DialectObj stores all formatting parameters. Each field is validated at construction time by a dedicated dialect_check_* helper so that the hot parse loop can read them without extra checks.

// CPython: Modules/_csv.c:83 DialectObj
typedef struct {
PyObject_HEAD
char delimiter;
char quotechar;
char escapechar;
int doublequote;
int skipinitialspace;
int strict;
int quoting;
PyObject *lineterminator;
} DialectObj;

parse_process_char: state machine core

The reader advances one character at a time through a switch on the current parser state. The states are START_RECORD, START_FIELD, IN_FIELD, IN_QUOTED_FIELD, QUOTE_IN_FIELD, ESCAPED_CHAR, and EAT_CRNL. This is the only place where the dialect settings are consulted during parsing.

// CPython: Modules/_csv.c:187 parse_process_char
static int
parse_process_char(ReaderObj *self, module_state *module_state, Py_UCS4 c)
{
switch (self->state) {
case IN_FIELD:
if (c == self->dialect->delimiter) {
if (parse_save_field(self) < 0) return -1;
self->state = START_FIELD;
}
/* ... other transitions ... */
break;
case IN_QUOTED_FIELD:
if (c == self->dialect->quotechar)
self->state = QUOTE_IN_FIELD;
break;
}
return 0;
}

Reader_iternext: pulling one row

Reader_iternext fetches the next line from the underlying iterator, feeds each character to parse_process_char, then collects the accumulated fields into a Python list. End-of-file is signaled by StopIteration.

// CPython: Modules/_csv.c:455 Reader_iternext
static PyObject *
Reader_iternext(ReaderObj *self)
{
PyObject *lineobj = PyIter_Next(self->input_iter);
if (lineobj == NULL) return NULL;
/* feed each UCS4 code point through parse_process_char */
fields = self->fields;
self->fields = NULL;
return fields;
}

join_append: quoting decision for the writer

join_append decides whether a field needs quoting based on the dialect's quoting setting and the presence of special characters, then delegates to join_append_data for the actual buffer construction.

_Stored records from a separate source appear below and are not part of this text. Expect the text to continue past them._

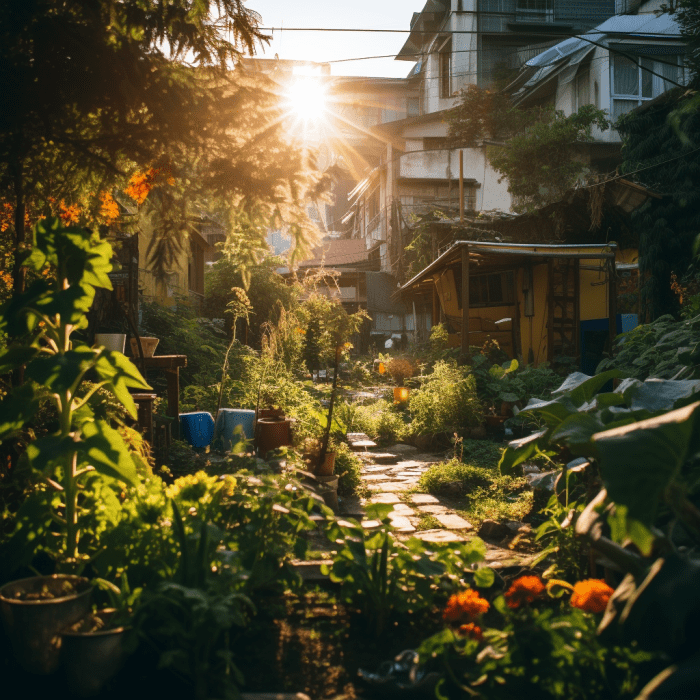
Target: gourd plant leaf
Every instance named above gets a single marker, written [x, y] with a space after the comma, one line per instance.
[16, 409]
[638, 461]
[581, 388]
[103, 448]
[122, 375]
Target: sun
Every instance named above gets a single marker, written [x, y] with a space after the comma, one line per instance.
[307, 99]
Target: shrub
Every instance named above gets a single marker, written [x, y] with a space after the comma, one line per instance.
[380, 420]
[446, 401]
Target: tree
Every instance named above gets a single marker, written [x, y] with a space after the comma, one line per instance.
[536, 156]
[94, 89]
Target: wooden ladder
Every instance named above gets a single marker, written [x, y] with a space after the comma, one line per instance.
[563, 335]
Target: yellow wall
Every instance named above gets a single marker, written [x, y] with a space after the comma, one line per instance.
[533, 330]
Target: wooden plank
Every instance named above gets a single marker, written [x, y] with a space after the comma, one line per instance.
[465, 299]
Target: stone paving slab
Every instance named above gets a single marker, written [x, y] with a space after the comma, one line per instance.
[423, 499]
[389, 486]
[433, 509]
[402, 509]
[452, 521]
[438, 536]
[402, 524]
[390, 498]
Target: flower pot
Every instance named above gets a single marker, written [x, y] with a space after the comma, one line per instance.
[33, 623]
[149, 346]
[271, 433]
[91, 658]
[401, 394]
[327, 466]
[116, 342]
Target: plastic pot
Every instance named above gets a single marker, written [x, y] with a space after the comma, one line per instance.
[91, 659]
[116, 342]
[34, 626]
[149, 346]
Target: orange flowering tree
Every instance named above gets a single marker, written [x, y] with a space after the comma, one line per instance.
[535, 640]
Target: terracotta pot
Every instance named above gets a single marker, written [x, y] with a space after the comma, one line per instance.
[149, 346]
[401, 394]
[327, 466]
[34, 626]
[271, 433]
[91, 659]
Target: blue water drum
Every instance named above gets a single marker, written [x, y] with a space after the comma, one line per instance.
[197, 428]
[227, 420]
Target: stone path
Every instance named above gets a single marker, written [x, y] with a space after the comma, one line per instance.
[391, 476]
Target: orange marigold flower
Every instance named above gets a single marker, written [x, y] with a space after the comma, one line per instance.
[591, 595]
[68, 213]
[466, 604]
[109, 209]
[472, 631]
[523, 590]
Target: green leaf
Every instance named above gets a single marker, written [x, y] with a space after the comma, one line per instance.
[122, 375]
[484, 577]
[103, 448]
[16, 409]
[60, 372]
[638, 461]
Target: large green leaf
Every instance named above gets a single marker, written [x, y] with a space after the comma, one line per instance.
[581, 388]
[103, 448]
[122, 375]
[639, 460]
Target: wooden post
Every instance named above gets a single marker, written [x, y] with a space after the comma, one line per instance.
[465, 299]
[612, 303]
[461, 188]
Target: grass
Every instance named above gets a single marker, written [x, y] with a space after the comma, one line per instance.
[481, 491]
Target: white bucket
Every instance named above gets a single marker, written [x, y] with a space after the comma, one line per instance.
[116, 342]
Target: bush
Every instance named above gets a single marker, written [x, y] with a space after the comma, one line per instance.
[446, 401]
[380, 420]
[487, 494]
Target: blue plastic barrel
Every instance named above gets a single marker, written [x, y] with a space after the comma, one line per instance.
[197, 428]
[228, 419]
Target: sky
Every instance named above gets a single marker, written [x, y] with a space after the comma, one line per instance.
[321, 47]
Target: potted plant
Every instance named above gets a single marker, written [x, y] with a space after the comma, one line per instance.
[400, 369]
[337, 327]
[43, 320]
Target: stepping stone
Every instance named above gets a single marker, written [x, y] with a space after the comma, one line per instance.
[402, 524]
[433, 510]
[384, 457]
[423, 499]
[403, 449]
[385, 498]
[453, 521]
[439, 536]
[389, 487]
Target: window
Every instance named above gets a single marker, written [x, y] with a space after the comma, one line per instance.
[632, 82]
[445, 57]
[583, 87]
[535, 10]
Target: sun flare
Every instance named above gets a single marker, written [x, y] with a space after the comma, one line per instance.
[307, 99]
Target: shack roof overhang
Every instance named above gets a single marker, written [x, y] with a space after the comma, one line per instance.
[486, 256]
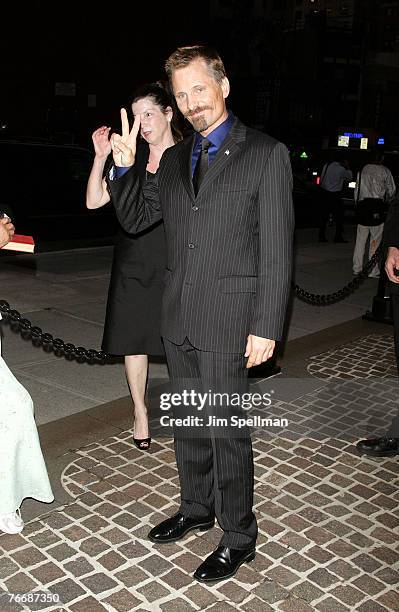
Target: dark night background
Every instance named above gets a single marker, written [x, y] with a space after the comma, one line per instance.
[299, 69]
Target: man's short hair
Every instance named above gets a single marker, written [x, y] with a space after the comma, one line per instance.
[183, 56]
[377, 155]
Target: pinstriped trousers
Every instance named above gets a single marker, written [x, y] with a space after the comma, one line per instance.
[215, 468]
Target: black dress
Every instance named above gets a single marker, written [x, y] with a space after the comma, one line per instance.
[133, 316]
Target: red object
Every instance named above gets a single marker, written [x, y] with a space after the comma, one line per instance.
[25, 244]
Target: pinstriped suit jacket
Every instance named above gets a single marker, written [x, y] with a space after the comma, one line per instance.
[229, 249]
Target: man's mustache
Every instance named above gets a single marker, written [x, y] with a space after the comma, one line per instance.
[196, 111]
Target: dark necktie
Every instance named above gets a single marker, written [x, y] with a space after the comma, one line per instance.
[201, 166]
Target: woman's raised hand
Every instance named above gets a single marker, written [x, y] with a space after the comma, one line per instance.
[124, 147]
[102, 145]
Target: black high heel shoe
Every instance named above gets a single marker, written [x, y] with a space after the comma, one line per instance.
[143, 444]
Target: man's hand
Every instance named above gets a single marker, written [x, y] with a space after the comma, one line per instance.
[258, 350]
[102, 145]
[124, 147]
[392, 263]
[6, 231]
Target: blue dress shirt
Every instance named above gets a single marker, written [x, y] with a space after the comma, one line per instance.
[216, 138]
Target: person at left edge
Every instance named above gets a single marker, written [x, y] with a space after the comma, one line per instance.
[23, 471]
[132, 322]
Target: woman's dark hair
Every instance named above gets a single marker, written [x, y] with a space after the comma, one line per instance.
[160, 93]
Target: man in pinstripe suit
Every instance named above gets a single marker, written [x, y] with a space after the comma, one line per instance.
[229, 241]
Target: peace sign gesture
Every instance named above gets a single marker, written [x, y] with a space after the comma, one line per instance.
[124, 147]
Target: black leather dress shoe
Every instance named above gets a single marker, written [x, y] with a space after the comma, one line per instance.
[379, 447]
[223, 563]
[177, 526]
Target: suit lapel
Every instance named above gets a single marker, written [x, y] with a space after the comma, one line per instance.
[185, 165]
[227, 152]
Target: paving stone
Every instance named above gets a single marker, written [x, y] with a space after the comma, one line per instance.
[282, 576]
[387, 555]
[180, 605]
[28, 556]
[366, 563]
[360, 540]
[89, 499]
[79, 566]
[176, 579]
[98, 583]
[44, 539]
[369, 585]
[155, 565]
[188, 562]
[293, 604]
[343, 569]
[388, 575]
[386, 536]
[293, 540]
[67, 590]
[46, 573]
[306, 591]
[94, 523]
[342, 549]
[131, 576]
[111, 561]
[153, 591]
[93, 546]
[20, 583]
[133, 550]
[390, 600]
[256, 605]
[318, 554]
[274, 550]
[107, 510]
[61, 552]
[233, 592]
[294, 522]
[271, 592]
[371, 606]
[122, 601]
[200, 596]
[318, 535]
[75, 533]
[332, 605]
[88, 604]
[76, 511]
[128, 521]
[348, 594]
[297, 562]
[7, 567]
[56, 520]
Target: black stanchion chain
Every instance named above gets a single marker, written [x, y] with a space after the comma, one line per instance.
[331, 298]
[91, 356]
[47, 341]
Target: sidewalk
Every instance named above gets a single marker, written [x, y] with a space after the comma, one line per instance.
[328, 518]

// CPython: Modules/_csv.c:668 join_append
static int
join_append(WriterObj *self, PyObject *field, int quoted)
{
Py_ssize_t rec_len;
if (quoted)
rec_len = join_append_data(self, kind, data, field_len, 1);
else
rec_len = join_append_data(self, kind, data, field_len, 0);
return rec_len < 0 ? -1 : 0;
}

gopy notes

  • The Go port lives in module/csv/. The state machine constants (START_FIELD, IN_QUOTED_FIELD, etc.) are reproduced as typed int constants in reader.go.
  • DialectObj maps to a Dialect struct in Go. Validation helpers are ported one-for-one rather than replaced with a single generic validator.
  • join_append_data performs in-place reallocation of a C buffer. The Go side uses strings.Builder and avoids manual sizing.

CPython 3.14 changes

  • Dialect.lineterminator now raises TypeError (instead of silently accepting a non-string) when set to a non-str value, closing a long-standing inconsistency with the documented type.
  • parse_process_char gained a QUOTE_NONE_ESCAPE branch to handle quoting=QUOTE_NONE together with an escapechar more precisely, fixing a regression introduced in 3.12.
  • The module now exposes csv.QUOTE_STRINGS and csv.QUOTE_NOTNULL constants (added in 3.12 for the writer side) in the C layer rather than patching them in from Python.